Olhava o programa aberto e os pensamentos se afloravam e se agilizavam mais ainda do que antes, como se essa folha de papel que vive entre dois mundos distintos, mas em nosso tempo complementares – o material e o virtual – estimulasse as ideias tal qual, ou mais, a uma droga química que resulta para o corpo uma sensação intensa de euforia. A festa da linguagem rolava solta sob a testa suada do escritor perdido num abismo descomunal entre a ansiedade e o autocontrole. Daí, perdidos alguns minutos brincando na ciranda das palavras – lhe acumulando também, não bastasse todo o resto, uma sensação leve, mas insistente de tontura - pensou que talvez fosse interessante pensar a própria secularidade do programa de texto ou, mais especificamente, do papel em branco que era papel, sem sê-lo de fato.

“Mas como sem sê-lo de fato? Tem este papel a função do papel que é resultado da derrubada de milhares de árvores e de sua industrialização sequencial; Tem o formato, mesmo que virtualmente construído de papel e eterniza o que nele fica a menos que algumas, ou alguma, mãos humanas tomem a ação de destruí-lo. Pois então é papel sim. Pensando melhor, posso vê-lo apenas e interagir com ele diretamente, mas interajo diretamente sem tocá-lo.”

Ficou se perguntando o que Aristóteles acharia daquele antagonismo latente e outros precursores e predecessores das ideias empiristas. Era material no sentindo filosófico, sem dúvida, mas não no sentido das ciências duras. As epifanias e desconstruções martelavam em sua cabeça e o faziam escravo de tantos debates distintos, congruentes e conflitantes, que começara a achar melhor dar-lhes um último suspiro, pelos toques do teclado, como partes vivas de sua mente ou senão acabaria que sua sanidade – se é que isso existe – seria comida, mastigada e deglutida por completo por estes fragmentos de conteúdo angustiados, incompletos e barulhentos.
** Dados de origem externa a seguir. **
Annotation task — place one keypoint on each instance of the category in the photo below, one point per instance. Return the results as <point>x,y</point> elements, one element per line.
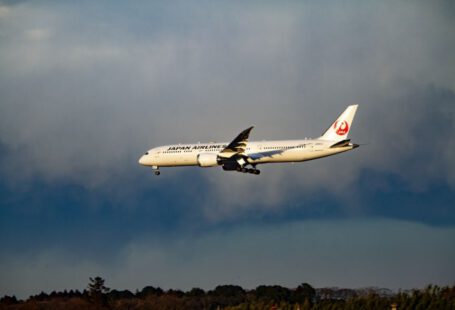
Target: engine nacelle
<point>207,160</point>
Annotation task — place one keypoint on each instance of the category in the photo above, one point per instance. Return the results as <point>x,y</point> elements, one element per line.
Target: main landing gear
<point>248,170</point>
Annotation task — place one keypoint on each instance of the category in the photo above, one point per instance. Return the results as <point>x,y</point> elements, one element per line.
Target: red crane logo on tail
<point>341,127</point>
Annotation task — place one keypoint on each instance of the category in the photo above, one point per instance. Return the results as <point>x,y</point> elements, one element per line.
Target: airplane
<point>243,155</point>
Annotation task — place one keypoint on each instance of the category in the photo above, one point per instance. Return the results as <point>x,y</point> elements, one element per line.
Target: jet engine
<point>207,160</point>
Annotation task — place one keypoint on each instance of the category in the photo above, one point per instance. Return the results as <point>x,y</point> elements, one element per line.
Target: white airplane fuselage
<point>240,152</point>
<point>258,152</point>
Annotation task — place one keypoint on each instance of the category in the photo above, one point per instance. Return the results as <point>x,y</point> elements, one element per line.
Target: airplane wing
<point>238,145</point>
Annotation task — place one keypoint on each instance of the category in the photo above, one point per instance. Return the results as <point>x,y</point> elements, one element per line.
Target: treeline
<point>233,297</point>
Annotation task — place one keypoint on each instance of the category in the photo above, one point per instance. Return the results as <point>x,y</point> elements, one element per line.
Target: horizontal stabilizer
<point>341,143</point>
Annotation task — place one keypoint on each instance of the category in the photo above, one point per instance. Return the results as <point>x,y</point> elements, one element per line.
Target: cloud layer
<point>381,253</point>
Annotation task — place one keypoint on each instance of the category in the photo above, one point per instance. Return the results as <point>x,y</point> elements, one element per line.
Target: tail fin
<point>340,128</point>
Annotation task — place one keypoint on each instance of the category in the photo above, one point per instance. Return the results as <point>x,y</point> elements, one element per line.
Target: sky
<point>87,87</point>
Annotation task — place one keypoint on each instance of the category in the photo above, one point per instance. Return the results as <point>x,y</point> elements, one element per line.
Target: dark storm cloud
<point>82,98</point>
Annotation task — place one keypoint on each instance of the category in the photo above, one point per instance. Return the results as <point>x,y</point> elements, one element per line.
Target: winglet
<point>339,129</point>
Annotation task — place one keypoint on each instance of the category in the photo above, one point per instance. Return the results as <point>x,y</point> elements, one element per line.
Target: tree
<point>97,292</point>
<point>304,292</point>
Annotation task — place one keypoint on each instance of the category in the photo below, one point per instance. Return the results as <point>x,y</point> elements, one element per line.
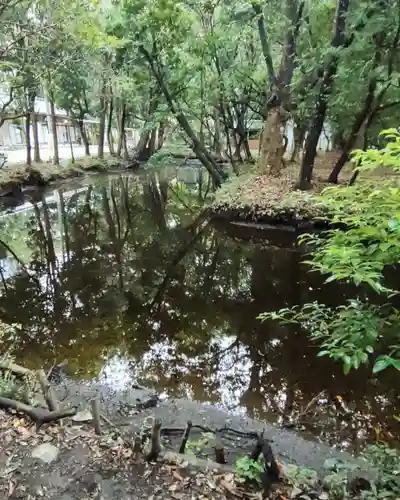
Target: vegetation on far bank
<point>358,332</point>
<point>41,174</point>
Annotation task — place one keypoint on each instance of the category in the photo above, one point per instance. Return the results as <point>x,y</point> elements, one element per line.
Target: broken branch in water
<point>38,415</point>
<point>155,441</point>
<point>16,369</point>
<point>48,394</point>
<point>137,448</point>
<point>200,463</point>
<point>185,436</point>
<point>96,415</point>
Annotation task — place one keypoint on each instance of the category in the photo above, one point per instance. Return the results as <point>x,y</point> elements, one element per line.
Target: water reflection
<point>128,279</point>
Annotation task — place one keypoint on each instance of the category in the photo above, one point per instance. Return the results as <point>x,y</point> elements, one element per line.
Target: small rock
<point>83,416</point>
<point>295,492</point>
<point>46,452</point>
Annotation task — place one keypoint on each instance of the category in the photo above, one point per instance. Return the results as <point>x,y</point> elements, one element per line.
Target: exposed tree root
<point>38,415</point>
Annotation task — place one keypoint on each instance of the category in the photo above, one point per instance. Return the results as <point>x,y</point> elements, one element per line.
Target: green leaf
<point>381,364</point>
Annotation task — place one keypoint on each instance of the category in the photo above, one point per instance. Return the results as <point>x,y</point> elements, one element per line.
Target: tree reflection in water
<point>129,279</point>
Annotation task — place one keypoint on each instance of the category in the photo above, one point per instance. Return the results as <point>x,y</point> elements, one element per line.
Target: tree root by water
<point>47,390</point>
<point>14,368</point>
<point>96,415</point>
<point>38,415</point>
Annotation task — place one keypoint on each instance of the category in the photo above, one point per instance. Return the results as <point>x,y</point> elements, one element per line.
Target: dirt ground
<point>89,467</point>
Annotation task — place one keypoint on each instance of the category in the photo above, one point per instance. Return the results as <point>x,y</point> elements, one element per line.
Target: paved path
<point>19,156</point>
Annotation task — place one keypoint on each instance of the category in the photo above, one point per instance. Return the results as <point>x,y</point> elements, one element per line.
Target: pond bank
<point>17,179</point>
<point>68,461</point>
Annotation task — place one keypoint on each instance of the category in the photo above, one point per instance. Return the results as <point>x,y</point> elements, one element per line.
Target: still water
<point>128,279</point>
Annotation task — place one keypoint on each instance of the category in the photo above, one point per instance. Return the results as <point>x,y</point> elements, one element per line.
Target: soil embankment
<point>15,180</point>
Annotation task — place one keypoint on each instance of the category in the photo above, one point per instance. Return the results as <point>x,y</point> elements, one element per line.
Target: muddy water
<point>129,280</point>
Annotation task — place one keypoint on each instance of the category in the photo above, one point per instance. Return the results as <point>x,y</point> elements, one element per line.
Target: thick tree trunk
<point>271,159</point>
<point>109,126</point>
<point>121,127</point>
<point>102,124</point>
<point>56,158</point>
<point>28,139</point>
<point>84,136</point>
<point>36,144</point>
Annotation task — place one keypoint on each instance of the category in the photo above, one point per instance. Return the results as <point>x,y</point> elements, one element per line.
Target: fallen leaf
<point>177,476</point>
<point>231,488</point>
<point>11,488</point>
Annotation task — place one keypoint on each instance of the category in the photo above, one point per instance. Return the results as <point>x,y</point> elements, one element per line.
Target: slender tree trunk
<point>109,126</point>
<point>84,136</point>
<point>161,135</point>
<point>196,145</point>
<point>28,139</point>
<point>271,158</point>
<point>216,144</point>
<point>298,139</point>
<point>321,105</point>
<point>56,158</point>
<point>360,119</point>
<point>126,152</point>
<point>102,124</point>
<point>36,144</point>
<point>121,121</point>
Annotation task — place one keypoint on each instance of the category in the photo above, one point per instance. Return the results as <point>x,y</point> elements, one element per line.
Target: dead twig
<point>96,415</point>
<point>47,390</point>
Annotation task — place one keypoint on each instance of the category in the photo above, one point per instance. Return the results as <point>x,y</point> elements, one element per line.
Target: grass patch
<point>13,178</point>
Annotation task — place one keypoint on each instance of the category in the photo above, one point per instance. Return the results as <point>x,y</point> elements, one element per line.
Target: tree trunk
<point>56,158</point>
<point>28,139</point>
<point>126,152</point>
<point>197,146</point>
<point>121,127</point>
<point>102,124</point>
<point>321,106</point>
<point>271,159</point>
<point>161,135</point>
<point>84,136</point>
<point>361,119</point>
<point>36,144</point>
<point>109,126</point>
<point>298,139</point>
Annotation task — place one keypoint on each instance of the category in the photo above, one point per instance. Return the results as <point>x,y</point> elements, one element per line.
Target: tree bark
<point>56,158</point>
<point>298,139</point>
<point>360,119</point>
<point>84,136</point>
<point>109,126</point>
<point>102,124</point>
<point>272,143</point>
<point>28,139</point>
<point>271,158</point>
<point>121,127</point>
<point>36,144</point>
<point>321,105</point>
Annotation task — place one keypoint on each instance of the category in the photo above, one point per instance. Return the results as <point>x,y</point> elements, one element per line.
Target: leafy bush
<point>387,463</point>
<point>248,470</point>
<point>359,254</point>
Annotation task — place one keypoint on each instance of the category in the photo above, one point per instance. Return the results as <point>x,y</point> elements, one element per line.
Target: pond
<point>129,279</point>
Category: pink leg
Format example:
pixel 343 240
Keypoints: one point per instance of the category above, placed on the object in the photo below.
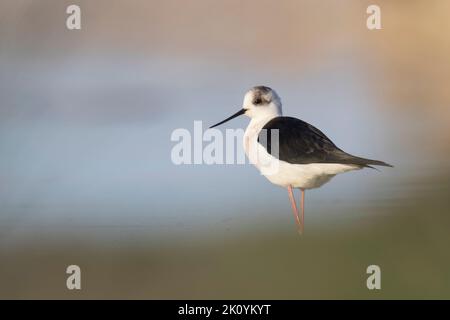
pixel 302 206
pixel 294 209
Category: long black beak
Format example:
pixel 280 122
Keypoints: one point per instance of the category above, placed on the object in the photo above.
pixel 237 114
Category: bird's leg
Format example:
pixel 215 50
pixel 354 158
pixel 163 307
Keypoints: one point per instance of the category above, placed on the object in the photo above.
pixel 294 209
pixel 302 206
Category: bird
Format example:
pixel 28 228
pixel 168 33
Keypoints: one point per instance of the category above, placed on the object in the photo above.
pixel 290 152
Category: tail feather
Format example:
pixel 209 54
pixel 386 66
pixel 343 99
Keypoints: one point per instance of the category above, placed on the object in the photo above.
pixel 368 163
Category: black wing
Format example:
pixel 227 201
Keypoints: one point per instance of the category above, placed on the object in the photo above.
pixel 302 143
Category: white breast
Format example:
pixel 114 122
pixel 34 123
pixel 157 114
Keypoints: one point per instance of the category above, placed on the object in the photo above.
pixel 304 176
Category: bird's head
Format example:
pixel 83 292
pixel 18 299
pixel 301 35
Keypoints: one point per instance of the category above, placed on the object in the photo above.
pixel 259 103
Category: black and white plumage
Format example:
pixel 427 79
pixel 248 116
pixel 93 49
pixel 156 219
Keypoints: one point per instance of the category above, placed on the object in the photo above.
pixel 301 143
pixel 290 152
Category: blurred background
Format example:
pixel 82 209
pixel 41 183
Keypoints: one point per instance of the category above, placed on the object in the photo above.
pixel 86 176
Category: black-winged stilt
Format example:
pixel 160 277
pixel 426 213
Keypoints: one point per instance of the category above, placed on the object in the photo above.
pixel 303 157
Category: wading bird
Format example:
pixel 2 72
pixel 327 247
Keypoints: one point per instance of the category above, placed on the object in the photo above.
pixel 290 152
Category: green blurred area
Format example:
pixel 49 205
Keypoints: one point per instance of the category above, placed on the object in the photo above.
pixel 408 240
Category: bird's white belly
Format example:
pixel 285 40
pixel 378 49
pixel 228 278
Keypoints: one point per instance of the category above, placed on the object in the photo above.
pixel 282 173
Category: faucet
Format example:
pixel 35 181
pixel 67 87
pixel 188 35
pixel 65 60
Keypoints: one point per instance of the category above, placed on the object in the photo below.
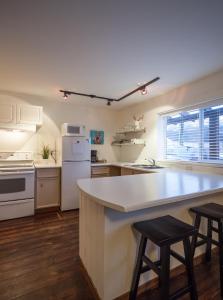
pixel 54 155
pixel 151 161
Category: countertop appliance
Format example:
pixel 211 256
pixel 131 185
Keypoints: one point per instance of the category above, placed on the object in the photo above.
pixel 17 175
pixel 75 165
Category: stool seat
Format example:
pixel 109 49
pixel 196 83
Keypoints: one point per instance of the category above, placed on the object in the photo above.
pixel 209 210
pixel 212 212
pixel 164 230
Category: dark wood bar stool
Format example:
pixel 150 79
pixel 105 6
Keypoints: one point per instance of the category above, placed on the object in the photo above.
pixel 213 212
pixel 164 232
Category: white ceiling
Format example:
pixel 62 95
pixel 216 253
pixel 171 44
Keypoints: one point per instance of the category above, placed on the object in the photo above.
pixel 107 47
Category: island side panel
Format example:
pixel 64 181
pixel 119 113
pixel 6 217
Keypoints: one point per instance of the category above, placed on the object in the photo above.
pixel 91 240
pixel 121 242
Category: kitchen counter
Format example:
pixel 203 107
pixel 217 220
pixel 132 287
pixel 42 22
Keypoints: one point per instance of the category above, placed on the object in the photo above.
pixel 46 165
pixel 131 193
pixel 108 208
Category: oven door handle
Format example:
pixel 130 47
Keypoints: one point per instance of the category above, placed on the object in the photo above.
pixel 16 173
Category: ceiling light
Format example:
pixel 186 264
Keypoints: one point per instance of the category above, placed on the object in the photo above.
pixel 144 91
pixel 65 96
pixel 142 88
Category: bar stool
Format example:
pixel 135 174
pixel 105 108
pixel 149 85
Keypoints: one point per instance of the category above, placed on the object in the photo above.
pixel 164 232
pixel 212 212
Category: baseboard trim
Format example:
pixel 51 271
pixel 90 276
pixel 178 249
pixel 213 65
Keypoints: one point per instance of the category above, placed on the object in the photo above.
pixel 47 209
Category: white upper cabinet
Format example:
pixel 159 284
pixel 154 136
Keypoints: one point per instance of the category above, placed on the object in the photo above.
pixel 7 113
pixel 29 114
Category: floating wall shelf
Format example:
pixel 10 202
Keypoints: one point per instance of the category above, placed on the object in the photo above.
pixel 141 130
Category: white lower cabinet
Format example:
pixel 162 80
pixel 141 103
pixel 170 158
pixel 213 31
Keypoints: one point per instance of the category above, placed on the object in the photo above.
pixel 47 188
pixel 7 113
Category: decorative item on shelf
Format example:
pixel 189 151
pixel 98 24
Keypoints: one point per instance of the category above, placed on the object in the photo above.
pixel 45 152
pixel 138 122
pixel 97 137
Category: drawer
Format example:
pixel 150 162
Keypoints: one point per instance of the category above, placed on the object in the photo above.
pixel 48 172
pixel 100 170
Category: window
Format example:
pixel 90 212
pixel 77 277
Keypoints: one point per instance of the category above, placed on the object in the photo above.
pixel 194 135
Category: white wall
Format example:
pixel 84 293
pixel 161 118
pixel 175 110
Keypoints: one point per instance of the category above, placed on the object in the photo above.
pixel 207 88
pixel 95 117
pixel 56 113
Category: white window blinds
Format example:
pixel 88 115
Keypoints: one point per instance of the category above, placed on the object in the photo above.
pixel 194 135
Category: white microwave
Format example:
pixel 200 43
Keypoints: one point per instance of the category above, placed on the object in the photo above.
pixel 73 130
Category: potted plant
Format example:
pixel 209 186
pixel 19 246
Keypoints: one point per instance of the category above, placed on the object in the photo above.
pixel 45 152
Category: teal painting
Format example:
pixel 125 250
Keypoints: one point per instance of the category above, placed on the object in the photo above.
pixel 97 137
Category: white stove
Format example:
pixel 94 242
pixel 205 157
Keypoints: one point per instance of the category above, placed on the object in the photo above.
pixel 17 176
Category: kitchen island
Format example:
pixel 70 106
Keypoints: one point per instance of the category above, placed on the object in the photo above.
pixel 109 206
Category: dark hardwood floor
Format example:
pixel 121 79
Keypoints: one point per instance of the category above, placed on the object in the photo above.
pixel 39 261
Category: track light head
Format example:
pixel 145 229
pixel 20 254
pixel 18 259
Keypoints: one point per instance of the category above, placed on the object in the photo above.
pixel 144 91
pixel 65 96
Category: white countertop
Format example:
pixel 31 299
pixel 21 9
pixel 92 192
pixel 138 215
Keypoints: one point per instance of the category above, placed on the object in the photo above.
pixel 131 193
pixel 127 165
pixel 46 165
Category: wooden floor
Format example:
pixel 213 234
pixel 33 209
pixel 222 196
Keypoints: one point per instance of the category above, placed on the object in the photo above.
pixel 39 261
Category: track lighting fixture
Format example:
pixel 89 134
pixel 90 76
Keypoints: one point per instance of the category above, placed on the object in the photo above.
pixel 141 88
pixel 144 91
pixel 65 95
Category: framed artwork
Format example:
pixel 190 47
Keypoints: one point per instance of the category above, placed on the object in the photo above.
pixel 97 137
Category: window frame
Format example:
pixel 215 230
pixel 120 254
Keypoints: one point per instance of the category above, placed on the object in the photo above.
pixel 163 127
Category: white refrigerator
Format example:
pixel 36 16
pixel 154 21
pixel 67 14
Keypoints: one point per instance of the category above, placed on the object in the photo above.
pixel 75 165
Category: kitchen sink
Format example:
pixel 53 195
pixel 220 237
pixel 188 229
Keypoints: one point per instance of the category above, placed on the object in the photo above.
pixel 148 167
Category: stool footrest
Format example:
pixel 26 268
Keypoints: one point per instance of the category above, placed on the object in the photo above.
pixel 150 265
pixel 180 292
pixel 204 240
pixel 178 256
pixel 214 229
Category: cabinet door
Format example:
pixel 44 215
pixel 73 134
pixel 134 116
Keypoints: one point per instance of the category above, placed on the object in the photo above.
pixel 100 171
pixel 48 192
pixel 29 114
pixel 7 113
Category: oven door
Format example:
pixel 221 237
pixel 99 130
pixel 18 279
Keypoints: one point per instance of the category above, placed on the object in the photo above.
pixel 16 186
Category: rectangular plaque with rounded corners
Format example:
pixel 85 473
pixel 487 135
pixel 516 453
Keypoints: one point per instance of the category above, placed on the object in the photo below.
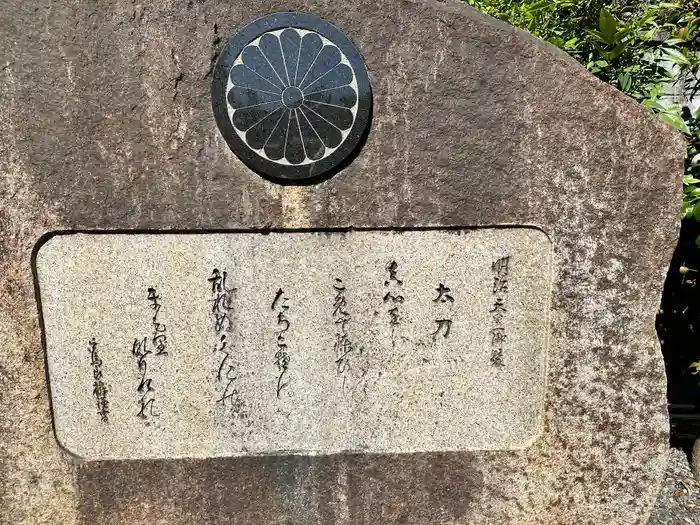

Agora, o próximo passo era como começar a cerimônia póstuma aos ilustres agitadores, para que se silenciassem de vez ou que fossem gritar por outras mentes que não mais a sua. Entre devaneios e olhares fixos olhou uma tapeçaria que tinha uma série de tecidos trançados pulando para fora da plataforma plana também cuidadosamente trançada e formando desenhos que só podiam ter sentido quando vistos em conjunto. Não. Na verdade, constatara que o sentido era mais uma conjuração de sua própria transcendência mental; Que aquilo, como tudo e nada, só têm sentido porque lhe damos arbitrariamente um, ou vários, constituindo o estandarte de nosso próprio reinado de valores adquiridos pelas objetividades e subjetividades que brotam de nossas vivências através do que carinhosamente apelidamos de signos.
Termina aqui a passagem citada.